Make Video Editing More Efficient

Instead of keyframing 10 layers individually, you keyframe just the parent layer once. All the child layers follow along automatically. This alone can cut your editing time in half sometimes more. For example, I once built a logo animation with 8 text layers and 4 shape layers. Instead of animating each one separately, I grouped them all under a single null object (more on that later) and animated just that. Done in minutes instead of an hour.

Better Project Organization

Layer parenting also brings a clean, logical structure to your timeline. You can see at a glance which layers belong together, which makes revisiting and editing a project much easier especially if you are working on something complex or coming back to it after a few days.

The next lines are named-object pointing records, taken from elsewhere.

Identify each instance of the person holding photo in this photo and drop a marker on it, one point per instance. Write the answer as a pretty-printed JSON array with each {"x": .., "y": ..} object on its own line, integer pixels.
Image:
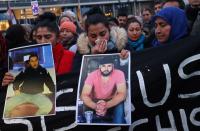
[
  {"x": 105, "y": 91},
  {"x": 28, "y": 87}
]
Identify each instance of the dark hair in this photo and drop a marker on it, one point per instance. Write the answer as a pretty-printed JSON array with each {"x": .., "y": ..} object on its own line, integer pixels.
[
  {"x": 15, "y": 36},
  {"x": 132, "y": 20},
  {"x": 181, "y": 3},
  {"x": 51, "y": 26},
  {"x": 33, "y": 55},
  {"x": 147, "y": 9},
  {"x": 46, "y": 16},
  {"x": 113, "y": 19},
  {"x": 96, "y": 19}
]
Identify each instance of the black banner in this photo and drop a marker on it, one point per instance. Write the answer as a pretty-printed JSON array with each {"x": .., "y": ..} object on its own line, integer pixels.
[{"x": 164, "y": 87}]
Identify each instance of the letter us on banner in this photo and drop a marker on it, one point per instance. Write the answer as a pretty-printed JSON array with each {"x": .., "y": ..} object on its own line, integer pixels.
[{"x": 165, "y": 87}]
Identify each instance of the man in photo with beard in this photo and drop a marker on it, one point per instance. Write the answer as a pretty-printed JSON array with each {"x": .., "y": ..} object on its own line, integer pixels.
[
  {"x": 28, "y": 87},
  {"x": 104, "y": 91}
]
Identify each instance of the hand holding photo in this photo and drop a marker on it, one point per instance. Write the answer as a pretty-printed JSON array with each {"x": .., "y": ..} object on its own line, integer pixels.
[{"x": 104, "y": 91}]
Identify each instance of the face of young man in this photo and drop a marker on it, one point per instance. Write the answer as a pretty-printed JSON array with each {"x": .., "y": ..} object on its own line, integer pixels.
[
  {"x": 34, "y": 63},
  {"x": 98, "y": 31},
  {"x": 122, "y": 21},
  {"x": 134, "y": 31},
  {"x": 146, "y": 16},
  {"x": 157, "y": 7},
  {"x": 106, "y": 69},
  {"x": 162, "y": 30}
]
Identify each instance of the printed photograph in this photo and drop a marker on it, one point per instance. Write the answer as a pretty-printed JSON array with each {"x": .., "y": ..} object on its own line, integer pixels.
[
  {"x": 32, "y": 92},
  {"x": 104, "y": 96}
]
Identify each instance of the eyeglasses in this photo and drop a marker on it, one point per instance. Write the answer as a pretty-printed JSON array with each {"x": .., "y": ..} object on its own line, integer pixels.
[{"x": 47, "y": 36}]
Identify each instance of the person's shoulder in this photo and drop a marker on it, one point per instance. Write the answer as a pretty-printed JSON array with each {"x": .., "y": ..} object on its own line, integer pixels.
[
  {"x": 94, "y": 73},
  {"x": 118, "y": 72}
]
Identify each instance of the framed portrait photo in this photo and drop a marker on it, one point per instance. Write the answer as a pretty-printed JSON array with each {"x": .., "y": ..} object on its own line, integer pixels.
[
  {"x": 104, "y": 96},
  {"x": 32, "y": 93}
]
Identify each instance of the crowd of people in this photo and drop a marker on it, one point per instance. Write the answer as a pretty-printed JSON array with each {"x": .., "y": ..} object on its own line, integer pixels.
[{"x": 97, "y": 34}]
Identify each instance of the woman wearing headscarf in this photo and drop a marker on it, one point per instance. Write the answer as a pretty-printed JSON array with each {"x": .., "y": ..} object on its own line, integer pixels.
[{"x": 170, "y": 25}]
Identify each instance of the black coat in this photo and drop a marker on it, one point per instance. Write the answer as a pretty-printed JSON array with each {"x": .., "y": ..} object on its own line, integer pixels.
[{"x": 33, "y": 81}]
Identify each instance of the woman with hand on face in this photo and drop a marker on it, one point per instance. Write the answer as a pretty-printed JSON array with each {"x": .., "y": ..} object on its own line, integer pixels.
[
  {"x": 170, "y": 25},
  {"x": 135, "y": 36},
  {"x": 99, "y": 38}
]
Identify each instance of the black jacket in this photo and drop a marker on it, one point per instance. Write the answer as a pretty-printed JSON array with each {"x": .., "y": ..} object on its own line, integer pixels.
[{"x": 32, "y": 81}]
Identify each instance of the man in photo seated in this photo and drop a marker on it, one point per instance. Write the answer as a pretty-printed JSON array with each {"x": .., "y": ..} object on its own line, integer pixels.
[{"x": 105, "y": 90}]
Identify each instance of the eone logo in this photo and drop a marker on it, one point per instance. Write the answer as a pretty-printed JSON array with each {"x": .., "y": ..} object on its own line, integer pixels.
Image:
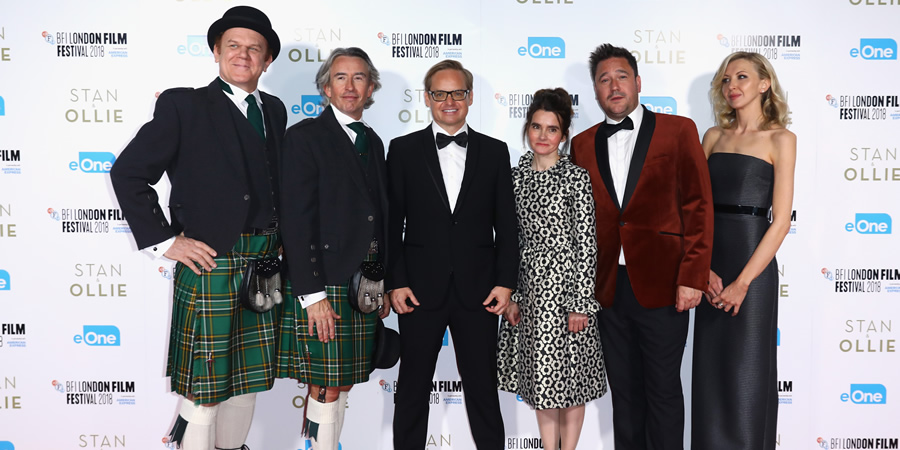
[
  {"x": 866, "y": 394},
  {"x": 196, "y": 46},
  {"x": 544, "y": 47},
  {"x": 875, "y": 49},
  {"x": 310, "y": 106},
  {"x": 665, "y": 105},
  {"x": 99, "y": 336},
  {"x": 93, "y": 162},
  {"x": 878, "y": 223}
]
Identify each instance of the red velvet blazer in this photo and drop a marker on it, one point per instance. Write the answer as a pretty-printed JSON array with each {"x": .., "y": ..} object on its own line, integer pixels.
[{"x": 665, "y": 222}]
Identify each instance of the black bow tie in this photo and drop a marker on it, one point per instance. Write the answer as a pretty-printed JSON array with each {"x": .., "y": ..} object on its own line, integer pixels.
[
  {"x": 443, "y": 140},
  {"x": 611, "y": 129}
]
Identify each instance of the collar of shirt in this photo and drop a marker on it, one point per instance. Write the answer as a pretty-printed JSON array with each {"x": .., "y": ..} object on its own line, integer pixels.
[
  {"x": 239, "y": 97},
  {"x": 435, "y": 129},
  {"x": 345, "y": 120}
]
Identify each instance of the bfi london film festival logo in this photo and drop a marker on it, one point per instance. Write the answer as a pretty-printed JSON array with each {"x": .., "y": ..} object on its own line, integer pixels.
[
  {"x": 12, "y": 335},
  {"x": 872, "y": 336},
  {"x": 7, "y": 227},
  {"x": 92, "y": 45},
  {"x": 423, "y": 45},
  {"x": 865, "y": 107},
  {"x": 549, "y": 47},
  {"x": 97, "y": 392},
  {"x": 877, "y": 164},
  {"x": 90, "y": 220},
  {"x": 659, "y": 47},
  {"x": 323, "y": 40},
  {"x": 310, "y": 106},
  {"x": 864, "y": 280},
  {"x": 870, "y": 223},
  {"x": 99, "y": 336},
  {"x": 866, "y": 394},
  {"x": 517, "y": 103},
  {"x": 857, "y": 442},
  {"x": 8, "y": 398},
  {"x": 98, "y": 281},
  {"x": 875, "y": 49},
  {"x": 785, "y": 47},
  {"x": 785, "y": 392},
  {"x": 95, "y": 106},
  {"x": 10, "y": 159}
]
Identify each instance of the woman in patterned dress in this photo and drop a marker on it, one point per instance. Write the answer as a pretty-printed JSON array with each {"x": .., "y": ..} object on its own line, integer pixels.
[{"x": 549, "y": 350}]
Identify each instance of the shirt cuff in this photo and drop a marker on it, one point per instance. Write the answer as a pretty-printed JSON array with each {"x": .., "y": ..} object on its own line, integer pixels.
[
  {"x": 157, "y": 251},
  {"x": 311, "y": 299}
]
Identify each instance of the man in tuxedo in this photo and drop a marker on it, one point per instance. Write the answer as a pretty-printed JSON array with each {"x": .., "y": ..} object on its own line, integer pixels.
[
  {"x": 219, "y": 147},
  {"x": 335, "y": 177},
  {"x": 457, "y": 264},
  {"x": 654, "y": 236}
]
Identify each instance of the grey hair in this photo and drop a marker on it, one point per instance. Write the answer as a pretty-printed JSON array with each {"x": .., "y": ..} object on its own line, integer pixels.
[{"x": 324, "y": 74}]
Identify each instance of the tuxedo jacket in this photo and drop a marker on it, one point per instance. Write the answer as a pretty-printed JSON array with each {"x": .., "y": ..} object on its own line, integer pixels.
[
  {"x": 665, "y": 222},
  {"x": 475, "y": 245},
  {"x": 198, "y": 137},
  {"x": 331, "y": 202}
]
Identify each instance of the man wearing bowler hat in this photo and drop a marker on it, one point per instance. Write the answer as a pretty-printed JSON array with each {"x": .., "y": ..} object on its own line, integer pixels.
[{"x": 219, "y": 147}]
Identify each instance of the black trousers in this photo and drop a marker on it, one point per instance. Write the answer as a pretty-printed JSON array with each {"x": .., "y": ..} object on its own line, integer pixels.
[
  {"x": 643, "y": 350},
  {"x": 474, "y": 334}
]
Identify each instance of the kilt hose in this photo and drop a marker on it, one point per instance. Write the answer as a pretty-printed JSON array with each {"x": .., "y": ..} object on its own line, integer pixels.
[
  {"x": 344, "y": 360},
  {"x": 217, "y": 349}
]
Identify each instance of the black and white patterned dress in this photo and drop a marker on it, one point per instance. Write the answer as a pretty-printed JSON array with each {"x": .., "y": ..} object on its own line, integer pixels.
[{"x": 539, "y": 359}]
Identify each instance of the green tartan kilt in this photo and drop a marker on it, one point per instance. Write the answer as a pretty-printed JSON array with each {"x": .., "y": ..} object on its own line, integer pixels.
[
  {"x": 344, "y": 360},
  {"x": 217, "y": 349}
]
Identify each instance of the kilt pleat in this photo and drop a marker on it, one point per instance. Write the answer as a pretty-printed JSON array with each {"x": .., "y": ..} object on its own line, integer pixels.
[
  {"x": 217, "y": 349},
  {"x": 343, "y": 361}
]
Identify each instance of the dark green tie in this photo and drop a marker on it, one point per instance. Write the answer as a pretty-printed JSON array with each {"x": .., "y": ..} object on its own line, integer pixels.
[
  {"x": 254, "y": 115},
  {"x": 362, "y": 141}
]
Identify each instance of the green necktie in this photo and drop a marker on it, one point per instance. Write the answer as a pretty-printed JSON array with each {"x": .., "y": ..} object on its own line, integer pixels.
[
  {"x": 362, "y": 141},
  {"x": 254, "y": 115}
]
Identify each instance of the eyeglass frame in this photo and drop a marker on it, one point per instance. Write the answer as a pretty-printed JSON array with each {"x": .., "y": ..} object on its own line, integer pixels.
[{"x": 449, "y": 94}]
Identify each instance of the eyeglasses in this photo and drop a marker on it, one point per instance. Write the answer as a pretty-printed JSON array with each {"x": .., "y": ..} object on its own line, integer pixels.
[{"x": 458, "y": 95}]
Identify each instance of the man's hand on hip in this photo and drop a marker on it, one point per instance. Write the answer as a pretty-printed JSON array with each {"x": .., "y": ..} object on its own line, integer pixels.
[
  {"x": 687, "y": 298},
  {"x": 321, "y": 316},
  {"x": 191, "y": 253}
]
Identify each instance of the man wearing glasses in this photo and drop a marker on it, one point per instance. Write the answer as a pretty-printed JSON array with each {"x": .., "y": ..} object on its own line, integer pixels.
[{"x": 457, "y": 264}]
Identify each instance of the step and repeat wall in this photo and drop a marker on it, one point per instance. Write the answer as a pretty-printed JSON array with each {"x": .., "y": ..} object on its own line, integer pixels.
[{"x": 84, "y": 315}]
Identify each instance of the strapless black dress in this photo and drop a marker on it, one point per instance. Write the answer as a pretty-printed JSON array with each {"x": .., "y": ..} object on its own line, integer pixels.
[{"x": 734, "y": 382}]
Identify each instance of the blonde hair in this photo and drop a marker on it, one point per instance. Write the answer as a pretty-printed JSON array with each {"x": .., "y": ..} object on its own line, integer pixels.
[{"x": 774, "y": 107}]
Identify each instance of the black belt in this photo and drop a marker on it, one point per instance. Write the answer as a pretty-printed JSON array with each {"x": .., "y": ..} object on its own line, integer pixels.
[
  {"x": 742, "y": 209},
  {"x": 271, "y": 229}
]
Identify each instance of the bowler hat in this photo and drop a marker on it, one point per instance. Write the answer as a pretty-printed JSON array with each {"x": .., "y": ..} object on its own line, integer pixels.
[
  {"x": 245, "y": 17},
  {"x": 387, "y": 346}
]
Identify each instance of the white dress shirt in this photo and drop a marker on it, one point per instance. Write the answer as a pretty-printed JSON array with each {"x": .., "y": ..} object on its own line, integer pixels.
[
  {"x": 621, "y": 149},
  {"x": 453, "y": 163},
  {"x": 239, "y": 98}
]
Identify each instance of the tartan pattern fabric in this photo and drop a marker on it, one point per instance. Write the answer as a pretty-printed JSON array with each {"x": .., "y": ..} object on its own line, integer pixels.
[
  {"x": 218, "y": 350},
  {"x": 344, "y": 360}
]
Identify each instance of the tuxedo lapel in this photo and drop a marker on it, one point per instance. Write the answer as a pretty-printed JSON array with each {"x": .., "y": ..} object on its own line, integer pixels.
[
  {"x": 345, "y": 148},
  {"x": 601, "y": 148},
  {"x": 429, "y": 152},
  {"x": 641, "y": 146},
  {"x": 473, "y": 150},
  {"x": 220, "y": 112}
]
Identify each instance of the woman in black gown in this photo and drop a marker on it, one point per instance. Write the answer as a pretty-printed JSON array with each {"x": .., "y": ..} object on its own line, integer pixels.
[{"x": 751, "y": 164}]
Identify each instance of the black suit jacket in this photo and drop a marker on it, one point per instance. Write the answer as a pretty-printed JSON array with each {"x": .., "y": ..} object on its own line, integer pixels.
[
  {"x": 328, "y": 213},
  {"x": 195, "y": 139},
  {"x": 477, "y": 243}
]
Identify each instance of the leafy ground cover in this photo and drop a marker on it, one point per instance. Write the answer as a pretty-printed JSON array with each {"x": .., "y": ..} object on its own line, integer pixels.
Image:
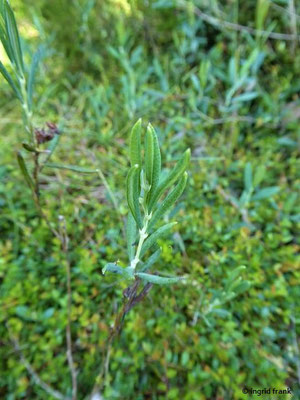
[{"x": 220, "y": 78}]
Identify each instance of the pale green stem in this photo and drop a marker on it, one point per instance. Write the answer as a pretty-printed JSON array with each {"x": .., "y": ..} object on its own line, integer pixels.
[
  {"x": 27, "y": 110},
  {"x": 143, "y": 232}
]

Create Complex and Professional Animations

With parenting, you can build layered, multi-part animations that look like they were made in professional desktop software right from your phone. Character rigs, mechanical movements, bouncing logo reveals all of it becomes possible when layers are connected smartly.

How to Parent Layers in Alight Motion

​Infographic showing 6 steps to parent layers in Alight Motion, including selecting child layers and using the link icon.
​Quick guide: How to link and parent layers for better animation control in Alight Motion.

Setting Layer Parents

Here is exactly how to set up this parent-child system in the app:

  1. Open your project and make sure you have at least two layers on the timeline.
  2. Tap on the layer you want to make the child layer.
  3. Look at the top of the timeline you will see a Layer Parent button (it looks like a link icon).
  4. Tap it. A drop down menu will appear listing all other layers in your project.
  5. Select the layer you want to be the parent.
  6. Done you will see an arrow or indicator showing the parent-child link.
    To remove parenting later, just tap the Layer Parent button again and select None from the menu.
    One tip I always give people: set your layers at their intended starting positions before you establish the parent
    relationship. If you set parenting while things are mid-animation, you can get unexpected position jumps.

Understanding Parenting Order and Hierarchy

This is where it gets interesting. You can actually chain parents so Layer A can be the parent of Layer B, and Layer B can be the parent of Layer C. This creates what is called a parenting hierarchy. When you animate Layer A, both B and C follow it. When you animate Layer B, only C follows it. Layer A is not affected.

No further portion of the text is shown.